“I knew you 'd say so, poor fellow!” said the youth, affectionately; “you accept the rubs of life as cheerfully as I take them with impatience. But, after all, this is matter of temperament too. You can forgive,—I love better to resist.”
“Mine is the better philosophy, though,” said Billy, “since it will last one's lifetime. Forgiveness must dignify old age, when your virtue of resistance be no longer possible.”
“I never wish to reach the time when I may be too old for it,” said the boy, passionately.
“Hush! don't say that.
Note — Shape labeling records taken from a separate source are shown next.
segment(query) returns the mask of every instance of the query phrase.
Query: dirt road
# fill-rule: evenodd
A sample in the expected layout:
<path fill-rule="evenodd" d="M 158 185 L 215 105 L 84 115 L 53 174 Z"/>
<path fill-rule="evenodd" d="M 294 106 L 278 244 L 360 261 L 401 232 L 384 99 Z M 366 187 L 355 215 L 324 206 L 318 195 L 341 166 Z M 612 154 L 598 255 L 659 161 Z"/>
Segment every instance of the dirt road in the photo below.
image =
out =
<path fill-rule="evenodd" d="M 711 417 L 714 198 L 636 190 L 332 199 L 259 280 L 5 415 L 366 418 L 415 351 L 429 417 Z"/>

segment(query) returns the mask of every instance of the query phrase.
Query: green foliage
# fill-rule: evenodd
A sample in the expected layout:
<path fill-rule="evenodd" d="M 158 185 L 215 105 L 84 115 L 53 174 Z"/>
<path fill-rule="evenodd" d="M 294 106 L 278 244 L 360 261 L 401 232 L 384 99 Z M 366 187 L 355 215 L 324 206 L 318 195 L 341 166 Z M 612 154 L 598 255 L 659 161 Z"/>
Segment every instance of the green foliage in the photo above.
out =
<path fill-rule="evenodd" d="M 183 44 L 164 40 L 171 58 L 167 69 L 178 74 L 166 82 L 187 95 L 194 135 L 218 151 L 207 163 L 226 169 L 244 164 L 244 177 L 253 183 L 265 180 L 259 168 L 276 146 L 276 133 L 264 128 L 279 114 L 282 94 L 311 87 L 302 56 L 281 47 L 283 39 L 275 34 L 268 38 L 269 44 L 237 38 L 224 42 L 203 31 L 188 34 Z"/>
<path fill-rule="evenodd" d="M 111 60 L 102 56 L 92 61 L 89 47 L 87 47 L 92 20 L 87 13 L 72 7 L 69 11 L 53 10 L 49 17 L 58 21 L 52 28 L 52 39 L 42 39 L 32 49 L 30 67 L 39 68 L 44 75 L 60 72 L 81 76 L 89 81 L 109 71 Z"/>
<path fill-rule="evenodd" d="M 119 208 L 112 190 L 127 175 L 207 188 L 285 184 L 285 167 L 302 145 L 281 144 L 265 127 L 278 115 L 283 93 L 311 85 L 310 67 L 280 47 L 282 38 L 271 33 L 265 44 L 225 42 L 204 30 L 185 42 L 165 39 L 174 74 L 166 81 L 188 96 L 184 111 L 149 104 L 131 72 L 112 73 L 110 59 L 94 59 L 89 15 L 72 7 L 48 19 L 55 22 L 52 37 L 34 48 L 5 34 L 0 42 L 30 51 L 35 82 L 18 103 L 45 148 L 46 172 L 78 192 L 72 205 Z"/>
It's not for you to determine how long you are to live, nor in what frame of mind years are to find you.” He paused, and there was a long unbroken silence between them.
“I have been at the post,” said the youth, at last, “and found that letter, which, by the Neapolitan postmark, must have been despatched many weeks since.”
Billy Traynor took up the letter, whose seal was yet unbroken, and having examined it carefully, returned it to him, saying, “You did n't answer his last, I think?”
“No; and I half hoped he might have felt offended, and given up the correspondence. What have we to do with ambassadors or great ministers, Billy? Ours is not the grand highway in life, but the humble path on the mountain side.”
“I'm content if it only lead upwards,” said the sick man; and the words were uttered firmly, but with the solemn fervor of prayer.